There is a limit to the experience you can drive on a third-party messaging app. A brand having its own app is the biggest differentiator. Now, imagine if there are different offers at two different destinations with two different fulfilment strategies – consumers will actively search and shop from the destination that offers the better solution. I see this multiplicity being a massive issue for brands trying to be on WhatsApp

Challenge 3: Changing shopping preferences

Shopping habits are rapidly changing. With the advent of 5G, faster internet on mobiles and better cameras, this is likely to change at a pace greater than we can imagine.
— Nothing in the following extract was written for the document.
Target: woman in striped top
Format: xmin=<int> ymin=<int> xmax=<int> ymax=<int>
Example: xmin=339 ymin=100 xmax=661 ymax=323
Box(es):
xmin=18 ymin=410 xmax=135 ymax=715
Until now, the transition from physical to digital shopping has been driven by large aggregators and the smaller brands have ridden the wave. A faster internet will make more businesses go online. These businesses will build their own presence and not depend on large aggregators like Flipkart. JioMart itself is helping retailers embark on the digital journey. There is a new wave of video commerce which has much potential.

Conclusion

Meta’s play to leverage the reach of WhatsApp and turn it into a shopping channel seems like the perfect thing to do, even as the consumer landscape is changing and new subscribers have different expectations of the platform. We will soon have a scenario where the new subscribers will have no idea of the history of the messaging apps and they may see them as a single destination for commerce and conversation. There is an even bigger chance that WhatsApp may cease to exist as a personal conversation platform and that may lead to a whole new wave of evolution.

That blue tick that was such a thing at one time but it may lose its importance completely.